It feels like it's been forever since anybody tried to come out with a brand new mascot platformer. And yet, the Xbox One X is ready to try and fill that void with a kid fox named Lucky. Super Lucky's Tale is a new 3D platformer from Microsoft and, while the game does a few interesting things with the genre, a bad camera and rough controls make the game ultimately forgettable.
The setup for Super Lucky's Tale is so forgettable and unimportant that the game blows through it fairly quickly because apparently, it doesn't even care. Lucky's sister Lira is a Guardian, a heroic fox, who returns home after obtaining the mythic Book of Ages. However, the book is also the goal for an evil group of cats known as the Kitty Litter and their leader Jinx. During an attempt by the Kitty Litter to obtain the book, it opens, sucking all the members of the Kitty Litter, and Lucky into the book. Now Lucky must traverse multiple worlds in order to fight and defeat each member of the Kitty Litter.

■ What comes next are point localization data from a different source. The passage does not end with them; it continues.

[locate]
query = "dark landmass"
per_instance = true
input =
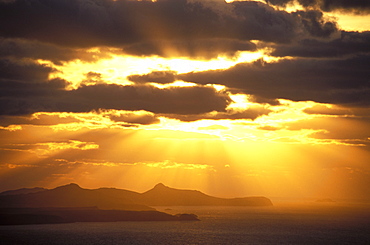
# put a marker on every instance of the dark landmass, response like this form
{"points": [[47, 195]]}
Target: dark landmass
{"points": [[73, 195], [325, 200], [71, 203], [29, 216], [162, 195]]}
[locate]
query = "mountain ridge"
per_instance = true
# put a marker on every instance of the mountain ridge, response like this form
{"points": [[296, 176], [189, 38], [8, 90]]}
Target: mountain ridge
{"points": [[72, 195]]}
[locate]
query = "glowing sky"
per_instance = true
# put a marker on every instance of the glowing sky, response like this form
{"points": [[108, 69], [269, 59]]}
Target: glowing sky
{"points": [[233, 98]]}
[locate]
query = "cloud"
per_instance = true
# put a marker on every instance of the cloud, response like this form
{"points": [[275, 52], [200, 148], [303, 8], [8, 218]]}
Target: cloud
{"points": [[16, 48], [250, 113], [19, 98], [338, 81], [144, 118], [349, 43], [354, 6], [161, 77], [201, 48], [165, 27]]}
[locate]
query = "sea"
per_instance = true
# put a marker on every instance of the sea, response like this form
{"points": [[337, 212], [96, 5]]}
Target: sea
{"points": [[283, 223]]}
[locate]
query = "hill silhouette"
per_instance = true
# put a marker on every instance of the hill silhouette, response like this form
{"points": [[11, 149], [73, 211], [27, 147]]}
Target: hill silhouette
{"points": [[73, 195], [162, 195]]}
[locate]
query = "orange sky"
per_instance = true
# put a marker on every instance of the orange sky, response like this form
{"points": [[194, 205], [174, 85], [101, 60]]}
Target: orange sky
{"points": [[233, 99]]}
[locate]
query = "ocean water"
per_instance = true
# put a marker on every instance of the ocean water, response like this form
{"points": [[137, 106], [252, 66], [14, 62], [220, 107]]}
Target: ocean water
{"points": [[282, 224]]}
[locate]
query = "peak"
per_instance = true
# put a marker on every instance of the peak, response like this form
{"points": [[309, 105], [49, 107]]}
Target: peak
{"points": [[70, 186], [160, 185]]}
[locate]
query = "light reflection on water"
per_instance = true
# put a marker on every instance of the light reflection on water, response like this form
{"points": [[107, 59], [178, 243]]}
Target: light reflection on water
{"points": [[281, 224]]}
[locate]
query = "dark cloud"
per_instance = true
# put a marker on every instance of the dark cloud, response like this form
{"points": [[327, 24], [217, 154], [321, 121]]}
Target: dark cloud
{"points": [[13, 48], [354, 6], [348, 43], [19, 98], [315, 24], [342, 81], [145, 27], [23, 70]]}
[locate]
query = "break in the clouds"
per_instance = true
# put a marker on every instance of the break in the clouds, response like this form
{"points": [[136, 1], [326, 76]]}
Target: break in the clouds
{"points": [[19, 98], [188, 28], [339, 81], [355, 6]]}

While many of the classic mascot platformers in the past were able to make do without a story, the fact is that today a little investment in the character wouldn't be out of line. What little the story gives you makes you more interested to get to know the sister character than Lucky himself. The story gets basically ignored between the beginning and the end of the game. Characters speak in gibberish, although the prologue is voiced, you can tell the idea was to go for a "classic" feel, but instead, it just feels dated. Mario can get away with it because he's got the history. Anybody new to the game should do more.

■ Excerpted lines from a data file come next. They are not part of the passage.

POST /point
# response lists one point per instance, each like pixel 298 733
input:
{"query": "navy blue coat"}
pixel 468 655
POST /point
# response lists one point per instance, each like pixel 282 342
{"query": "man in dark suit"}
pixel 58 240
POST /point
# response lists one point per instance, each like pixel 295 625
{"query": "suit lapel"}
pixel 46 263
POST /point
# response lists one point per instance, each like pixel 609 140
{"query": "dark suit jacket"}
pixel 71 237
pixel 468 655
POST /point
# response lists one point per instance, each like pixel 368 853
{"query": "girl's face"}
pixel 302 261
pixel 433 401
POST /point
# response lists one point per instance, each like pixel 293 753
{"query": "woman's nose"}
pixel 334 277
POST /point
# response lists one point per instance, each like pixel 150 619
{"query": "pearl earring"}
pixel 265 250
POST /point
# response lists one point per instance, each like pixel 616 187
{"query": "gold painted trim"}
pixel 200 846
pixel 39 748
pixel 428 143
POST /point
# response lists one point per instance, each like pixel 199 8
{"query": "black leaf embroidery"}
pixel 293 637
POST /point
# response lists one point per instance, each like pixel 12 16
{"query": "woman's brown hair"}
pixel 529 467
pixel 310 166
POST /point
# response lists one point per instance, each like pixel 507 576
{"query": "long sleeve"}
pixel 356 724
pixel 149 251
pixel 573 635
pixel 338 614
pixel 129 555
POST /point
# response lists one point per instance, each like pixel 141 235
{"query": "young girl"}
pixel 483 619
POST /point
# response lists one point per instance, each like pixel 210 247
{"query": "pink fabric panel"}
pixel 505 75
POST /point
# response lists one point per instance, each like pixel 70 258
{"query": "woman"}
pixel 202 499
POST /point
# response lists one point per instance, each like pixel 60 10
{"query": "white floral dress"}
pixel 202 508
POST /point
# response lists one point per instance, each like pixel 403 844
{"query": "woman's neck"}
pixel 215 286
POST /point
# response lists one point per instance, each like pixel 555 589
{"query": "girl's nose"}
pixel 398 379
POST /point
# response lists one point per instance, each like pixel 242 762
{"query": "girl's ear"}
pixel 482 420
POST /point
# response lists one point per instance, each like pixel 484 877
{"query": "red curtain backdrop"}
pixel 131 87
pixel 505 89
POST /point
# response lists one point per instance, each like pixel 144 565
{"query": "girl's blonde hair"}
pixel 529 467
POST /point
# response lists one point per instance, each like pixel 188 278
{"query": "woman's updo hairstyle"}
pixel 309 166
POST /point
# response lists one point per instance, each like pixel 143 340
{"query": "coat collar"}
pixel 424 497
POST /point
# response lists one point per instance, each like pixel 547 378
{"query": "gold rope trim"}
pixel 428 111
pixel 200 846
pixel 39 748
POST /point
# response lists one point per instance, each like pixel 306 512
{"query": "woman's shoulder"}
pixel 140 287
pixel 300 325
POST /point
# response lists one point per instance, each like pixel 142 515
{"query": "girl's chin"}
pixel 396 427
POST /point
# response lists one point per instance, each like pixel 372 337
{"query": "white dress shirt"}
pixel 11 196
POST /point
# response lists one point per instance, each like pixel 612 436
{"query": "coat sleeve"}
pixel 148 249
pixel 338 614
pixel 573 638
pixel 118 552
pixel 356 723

Super Lucky's Tale consists of four hub worlds, each with multiple platforming levels within it. Within each level, Lucky must obtain clovers (this game's version of Mario's stars or moons) Each level has four clovers, one for completing the level itself, one for collecting 300 coins within the level, a third for picking up collectables that spell out the name Lucky, and a fourth which is secret and varies between levels as far as how you get it. Once you collect the required number of total clovers, you can move on to a boss battle with a member of the Kitty Litter. Then it's off to the next world, rinse, repeat. There are a handful of other clovers available in other standalone levels that require solving puzzles or other such elements. These levels were much more entertaining and if they'd been the focus, there could have been something here.
If you've ever played a Mario game since the days of Super Mario 64, the basic setup will look and feel very familiar. Super Lucky's Tale does try to mix things up by putting some variety in the levels. While some are open 3D environments, others work as side-scrolling 2D levels, this keeps gameplay from getting too monotonous. The 2D levels still work within 3D space as you occasionally need to jump between the background and foreground in order to traverse the level. The 2D levels are by far the standout here, mostly because the 3D worlds fall victim to a lousy camera.
For some reason, the camera in Super Lucky's Tale is limited to about 120 degrees of rotation. this makes it difficult to get a perfect idea where you are and can make jumping incredibly difficult to pull off. This means you'll probably jump to your death a lot, which wouldn't be the end of the world, except for the limited number of lives you have. Each level has multiple checkpoints but when you lose all your lives, you're back at the beginning of the level, having lost everything you've collected, including the additional clovers you can pick up along the way to the end. It feels unnecessarily punitive and designed entirely to make the game last longer.
This review was done using an Xbox One version of the game provided by the publisher.